The artist Friedensreich Hundertwasser said the best time to capture nature's true colours was in dull weather because sun makes things look washed out. It's true.
First of all, wrap up: you want to enjoy this and you won't if you're miserable. Polyprops are light, comfortable and often all you need under the second-hand padded ski suit you can pick up for less than $20 at a charity shop.
I love mine. It's hardwearing, washable and doesn't ride up to expose the midriff. A woollen jersey on top gives extra insulation, holds the heat well and repels drizzle long enough for you to clear up when it starts drizzling.
Footwear should be reasonably waterproof, a good, big enough fit to include your chilli socks and have a decent tread to cope with muddy slopes and mossy paths. Rubber ankle boots are good.
We lose about 30 per cent of body heat through our head so forget style and plonk on a hat - the Peruvian-style ones with the fancy knitting, earflaps and ties are ideal, as are beanies.
Soil temperatures are falling too so glove up. If you think you can't garden in gloves try latex examination gloves - cheap as chips from the chemist or bargain store. If brain surgeons can work in them you can too and you're spared chillblains, cuts, scratches, sap stains and filthy nails.
You now look like a multi-coloured yeti but you're happy, healthy and out there armed with fork, spade, trowel, secateurs, wonderweeder, iPod and thermal cuppa.
For the warm-up dig over any ground that's going to be empty for a while - a new bed or the vege garden, feed it with compost or a general fertiliser and broadcast sow it with mustard or blue lupin seed which you'll later dig in as a green mulch. In the meantime it will look fresh and hopeful.
One bed at a time, remove dead leaves and stems from plants and corners where they've mounded up. This eliminates pest havens and breeding spots for mildew and diseases hunkering down for winter.
IF YOU'RE a sprayer, give fruit and other deciduous trees a coat of winter oil, which helps control things like scale.
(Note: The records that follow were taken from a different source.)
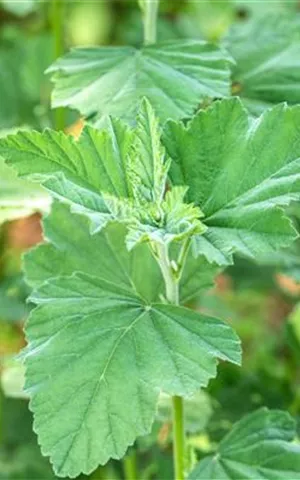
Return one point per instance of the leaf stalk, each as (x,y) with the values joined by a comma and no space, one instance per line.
(150,11)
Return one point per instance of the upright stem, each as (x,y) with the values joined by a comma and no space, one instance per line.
(171,278)
(130,466)
(57,22)
(150,10)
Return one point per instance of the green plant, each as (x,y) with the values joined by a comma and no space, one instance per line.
(148,208)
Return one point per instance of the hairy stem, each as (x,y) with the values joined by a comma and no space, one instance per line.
(130,466)
(171,278)
(57,22)
(150,10)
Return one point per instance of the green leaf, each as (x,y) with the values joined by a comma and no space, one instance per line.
(75,171)
(19,198)
(258,446)
(175,76)
(266,54)
(98,355)
(148,166)
(105,255)
(240,171)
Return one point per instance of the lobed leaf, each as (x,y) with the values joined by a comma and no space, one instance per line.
(241,172)
(258,447)
(266,51)
(76,172)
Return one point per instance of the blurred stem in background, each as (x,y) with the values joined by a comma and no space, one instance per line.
(57,23)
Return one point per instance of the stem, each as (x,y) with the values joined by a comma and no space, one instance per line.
(57,23)
(178,437)
(171,279)
(150,10)
(130,466)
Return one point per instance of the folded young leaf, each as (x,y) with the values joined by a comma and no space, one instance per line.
(240,171)
(97,357)
(73,249)
(267,69)
(148,165)
(258,447)
(175,76)
(75,171)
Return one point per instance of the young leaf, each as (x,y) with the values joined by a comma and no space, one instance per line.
(175,76)
(85,337)
(148,166)
(266,51)
(258,446)
(239,171)
(19,198)
(75,171)
(104,255)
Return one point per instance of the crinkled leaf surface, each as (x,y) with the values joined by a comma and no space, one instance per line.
(267,69)
(240,171)
(99,353)
(175,76)
(258,447)
(75,171)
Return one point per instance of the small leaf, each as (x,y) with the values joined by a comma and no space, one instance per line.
(175,76)
(85,338)
(75,171)
(266,51)
(148,166)
(258,447)
(240,172)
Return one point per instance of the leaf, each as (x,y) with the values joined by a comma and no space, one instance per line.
(148,166)
(175,76)
(75,171)
(266,51)
(72,249)
(170,221)
(88,335)
(18,8)
(241,172)
(19,198)
(258,447)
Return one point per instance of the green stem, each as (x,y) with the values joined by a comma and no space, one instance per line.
(150,10)
(171,278)
(130,466)
(57,22)
(178,437)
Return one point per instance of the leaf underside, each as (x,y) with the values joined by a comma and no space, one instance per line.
(242,173)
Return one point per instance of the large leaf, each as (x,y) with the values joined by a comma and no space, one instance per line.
(75,171)
(258,447)
(240,172)
(266,52)
(110,258)
(90,332)
(175,77)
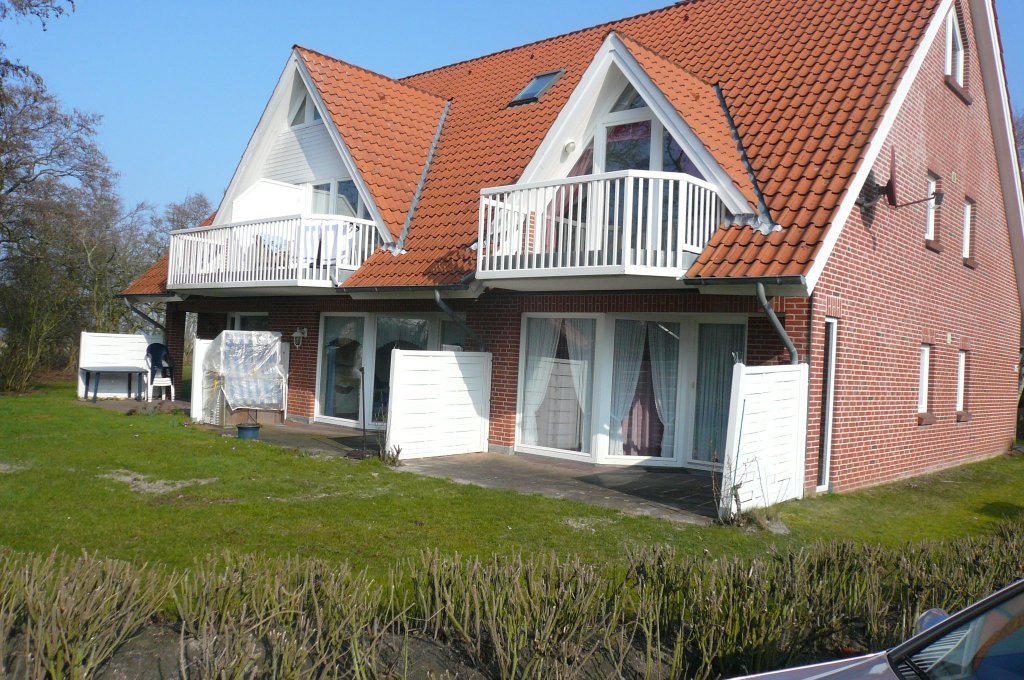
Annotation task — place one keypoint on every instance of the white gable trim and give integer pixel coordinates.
(998, 105)
(613, 51)
(264, 135)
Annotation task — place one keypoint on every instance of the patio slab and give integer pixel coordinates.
(683, 496)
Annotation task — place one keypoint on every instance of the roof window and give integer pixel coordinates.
(537, 87)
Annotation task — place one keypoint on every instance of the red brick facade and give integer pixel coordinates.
(889, 290)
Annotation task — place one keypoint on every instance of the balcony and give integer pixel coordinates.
(615, 226)
(312, 251)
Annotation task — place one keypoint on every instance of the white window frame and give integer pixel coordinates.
(930, 207)
(961, 380)
(955, 49)
(360, 208)
(923, 377)
(968, 235)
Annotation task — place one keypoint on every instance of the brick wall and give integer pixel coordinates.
(497, 316)
(891, 293)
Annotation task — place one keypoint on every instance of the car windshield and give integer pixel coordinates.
(990, 646)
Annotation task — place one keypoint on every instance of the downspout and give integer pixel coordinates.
(459, 322)
(398, 247)
(144, 315)
(777, 325)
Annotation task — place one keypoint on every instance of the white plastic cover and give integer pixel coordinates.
(245, 369)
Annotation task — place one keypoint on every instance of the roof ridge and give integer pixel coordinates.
(672, 62)
(535, 43)
(370, 72)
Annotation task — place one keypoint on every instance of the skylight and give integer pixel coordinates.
(537, 87)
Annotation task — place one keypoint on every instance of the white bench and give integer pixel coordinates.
(112, 353)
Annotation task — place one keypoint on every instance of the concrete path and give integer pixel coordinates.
(683, 496)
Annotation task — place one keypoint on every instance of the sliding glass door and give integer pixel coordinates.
(719, 347)
(558, 382)
(341, 365)
(644, 389)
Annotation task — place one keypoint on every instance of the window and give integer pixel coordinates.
(923, 378)
(961, 380)
(338, 198)
(248, 321)
(954, 49)
(537, 87)
(557, 383)
(968, 234)
(930, 207)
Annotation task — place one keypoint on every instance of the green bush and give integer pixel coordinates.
(666, 615)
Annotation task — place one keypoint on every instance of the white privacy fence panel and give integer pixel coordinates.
(628, 218)
(439, 402)
(767, 437)
(112, 349)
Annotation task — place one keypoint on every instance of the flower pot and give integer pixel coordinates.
(248, 431)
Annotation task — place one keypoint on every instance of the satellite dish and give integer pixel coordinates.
(890, 187)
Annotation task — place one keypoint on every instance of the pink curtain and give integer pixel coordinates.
(642, 429)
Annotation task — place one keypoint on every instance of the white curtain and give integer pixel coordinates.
(580, 339)
(542, 342)
(628, 354)
(718, 343)
(663, 340)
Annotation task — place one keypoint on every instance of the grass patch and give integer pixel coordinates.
(72, 474)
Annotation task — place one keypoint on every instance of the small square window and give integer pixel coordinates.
(537, 87)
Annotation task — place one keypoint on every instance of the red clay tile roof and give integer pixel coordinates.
(806, 82)
(697, 103)
(387, 126)
(153, 281)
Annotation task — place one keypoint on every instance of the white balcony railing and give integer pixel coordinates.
(630, 220)
(299, 250)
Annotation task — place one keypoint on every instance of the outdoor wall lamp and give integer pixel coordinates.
(937, 197)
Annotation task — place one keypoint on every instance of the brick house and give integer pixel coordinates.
(621, 213)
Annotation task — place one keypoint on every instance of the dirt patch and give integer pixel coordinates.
(140, 484)
(586, 523)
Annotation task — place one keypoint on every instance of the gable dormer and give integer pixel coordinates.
(635, 110)
(639, 169)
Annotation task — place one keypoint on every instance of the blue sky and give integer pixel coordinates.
(180, 85)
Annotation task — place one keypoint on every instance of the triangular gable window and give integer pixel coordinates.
(631, 137)
(629, 99)
(303, 110)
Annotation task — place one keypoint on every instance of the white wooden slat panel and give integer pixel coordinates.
(766, 438)
(302, 156)
(439, 402)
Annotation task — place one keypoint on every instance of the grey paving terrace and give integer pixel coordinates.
(683, 496)
(669, 494)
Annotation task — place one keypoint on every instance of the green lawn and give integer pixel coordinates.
(53, 452)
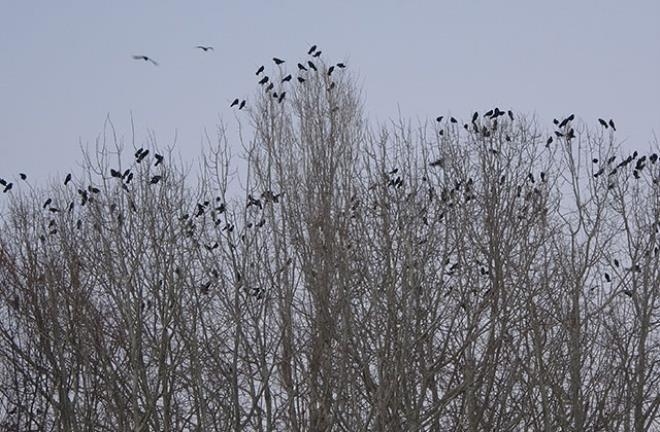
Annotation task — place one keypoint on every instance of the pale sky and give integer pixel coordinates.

Roses are almost done flowering but a last spray will clean up lingering blackspot and rust. Leave old flowers to fade and set hips because any trimming now will encourage new shoots too soon.
Something like a brazier or chiminea adds a cosy glow to the autumn garden and you can burn a lot of well-dried plant material. But get a permit first or you may have a surprise visit from the fire brigade and a fine to pay. Ensure neighbours' windows are shut and the washing is in.
Compost leaves separately because they take ages to rot but make great mulch and destroy pest weeds, diseased clippings, and old tomato vines.
With the dead stuff gone, the paths swept and the beds tucked under a snuggly cover of mulch it's time for the pretty stuff.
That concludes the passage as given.